For the hospitality sector, it all comes down to Airbnb. “You see a real acceptance by consumers of sites like Airbnb and a willingness to stand private accommodation rather than the hotels and that clearly will have an impact in our business as time goes on. We as an industry are really pushing back on this model because it's unlicensed, unregulated, untaxed and we feel it presents an unfair playing field for hotels and as that segment of the economy keeps growing with what you see a fairly significant impact on the performance eventually,” said Habeeb.
Woodworth agreed that the awareness of that option is growing exponentially but pointed out that the record conditions in the U.S. lodging industry are truly remarkable given the sharing economy and specifically Airbnb’s phenomenal growth over last three or four years.

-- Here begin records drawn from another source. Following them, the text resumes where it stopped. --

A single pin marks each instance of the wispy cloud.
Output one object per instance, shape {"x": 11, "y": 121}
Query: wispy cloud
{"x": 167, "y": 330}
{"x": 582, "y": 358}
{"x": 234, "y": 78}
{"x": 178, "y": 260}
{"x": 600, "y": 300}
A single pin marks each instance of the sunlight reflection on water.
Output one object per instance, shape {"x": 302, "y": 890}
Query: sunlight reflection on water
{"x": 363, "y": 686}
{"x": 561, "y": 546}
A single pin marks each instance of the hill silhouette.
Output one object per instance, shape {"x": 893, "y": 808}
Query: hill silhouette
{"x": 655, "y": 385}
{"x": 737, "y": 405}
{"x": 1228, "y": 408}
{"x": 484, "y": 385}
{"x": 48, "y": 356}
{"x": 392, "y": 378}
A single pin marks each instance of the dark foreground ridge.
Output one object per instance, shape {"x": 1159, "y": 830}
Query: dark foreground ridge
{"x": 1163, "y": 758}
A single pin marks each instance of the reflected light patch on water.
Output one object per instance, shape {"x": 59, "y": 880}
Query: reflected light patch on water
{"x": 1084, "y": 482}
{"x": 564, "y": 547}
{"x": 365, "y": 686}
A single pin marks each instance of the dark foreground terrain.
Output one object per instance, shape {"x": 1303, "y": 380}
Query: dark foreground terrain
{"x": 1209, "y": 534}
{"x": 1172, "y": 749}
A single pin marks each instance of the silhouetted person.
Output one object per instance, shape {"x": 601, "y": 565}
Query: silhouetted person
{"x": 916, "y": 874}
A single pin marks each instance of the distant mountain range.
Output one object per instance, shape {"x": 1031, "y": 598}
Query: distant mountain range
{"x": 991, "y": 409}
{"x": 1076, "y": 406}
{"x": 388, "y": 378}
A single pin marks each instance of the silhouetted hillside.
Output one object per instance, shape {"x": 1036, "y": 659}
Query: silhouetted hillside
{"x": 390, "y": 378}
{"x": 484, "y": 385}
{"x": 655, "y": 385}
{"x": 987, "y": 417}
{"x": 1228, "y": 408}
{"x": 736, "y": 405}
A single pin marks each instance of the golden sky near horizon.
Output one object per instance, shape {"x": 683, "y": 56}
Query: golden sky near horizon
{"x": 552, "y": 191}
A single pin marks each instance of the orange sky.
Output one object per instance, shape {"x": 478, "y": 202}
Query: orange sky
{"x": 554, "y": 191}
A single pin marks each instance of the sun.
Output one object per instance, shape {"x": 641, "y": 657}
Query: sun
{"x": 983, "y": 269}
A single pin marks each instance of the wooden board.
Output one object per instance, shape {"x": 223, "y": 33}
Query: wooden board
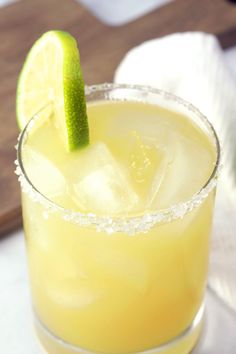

Will Interest Rates Impact Values?
Corgel concludes that a rise in interest rates effect on value isn’t as highly sensitive as one would think. He did an analysis using hotel cap rate data going back into the 90s and found that a 150 basis point increase in the nominal interest rate (the 10 -Year Treasury), would generate about a 50 basis point increase in the hotel cap rate. The nominal interest rateis comprised of two parts: real rate and expected inflation. With low expected inflation, any increase in the rate is going to be attributable to real interest rate movements and we’re below the long-run average on that. The cap rate is a much more complicated entity in the sense that there's an NOI growth built-in, and there's risk premiums in the real estate markets built-in. So even though nominal interest rates are the most important component of cap rates, the expectation is that NOI growth is going to continue to be attractive, and strong bottom-line profit lift will offset any decrease in value.
Spotlight on Atlanta
Certain parts of Atlanta are booming. The Georgia 400 N. corridor has some hotel projects that are coming in there and we think that there's room for even more. There’s also a lot of interest in the Atlanta airport and categorically we seen a lot of interest in airports around the country for new development activities. PKF-CBRE has been working closely with the Georgia World Congress Center, as they're very interested in establishing some form of a public-private entity to help stimulate the development of a new hotel right there at the convention center. Again, we’re seeing lots of that kind of activity around the country.